Safe, Not Sorry; Protect Your Data

Safe, Not Sorry; Protect Your Data

Ransomware is a type of cyber-attack that involves hackers taking control of a computer or mobile device and demanding payment to release your data.

The attackers download malicious software onto your device and then use it to encrypt your data files so you cannot retrieve them. These intruders threaten to block access to the files until a ransom is paid.

Cyber-attacks are likely to be waged against businesses, but can also affect individuals.

Avoid data loss in the first place. The best thing you can do is practice good “digital hygiene”: Do not be in the position of paying a ransom to recover your files, which is nearly impossible without the attacker’s approval, and sometimes the data is not released even if the ransom is paid.

Here is some advice from the World Economic Forum to share with your users.

  • Criminals trick their way to get account details: “phishing” which is where an attacker attempts to have you reveal sensitive information to them. If you receive a suspicious email, example: a notice of a Fed Ex delivery or a strange request from a work colleague; ask yourself whether it is unusual before you click. If you are not sure, contact the sender via a different medium, such as giving them a phone call, to crosscheck
  • Don’t install any software, plugins or extensions unless you know they are from a reputable source.
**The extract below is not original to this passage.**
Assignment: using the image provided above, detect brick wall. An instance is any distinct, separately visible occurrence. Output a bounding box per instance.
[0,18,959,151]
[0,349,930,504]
If in doubt, ask and only rely on trusted download sources. In addition do not be tempted to pick up USB sticks found on your desk
  • Update your software (including your operating system, web browser, and other installed software) regularly to ensure you are always running the latest versions
  • Backup! Important documents need to be treated like valued possessions. Rotate your backups daily or weekly. Having multiple copies of file backups in a remote data center, means the adversarial effort of holding on to your data for ransom is worthless.
  • If you use USBs to capture files, do not leave USB keys plugged in (current malware strains can scan removable USB disks as well).
  • Victims of ransomware attacks are advised never to pay the fee as it encourages attackers and may not result in files being recovered. Some programs can help decrypt files, or if you have a fully redundant backup, you can restore your devices from that.

Ransomware is a very real threat. Follow the adage; it is better to be safe than sorry.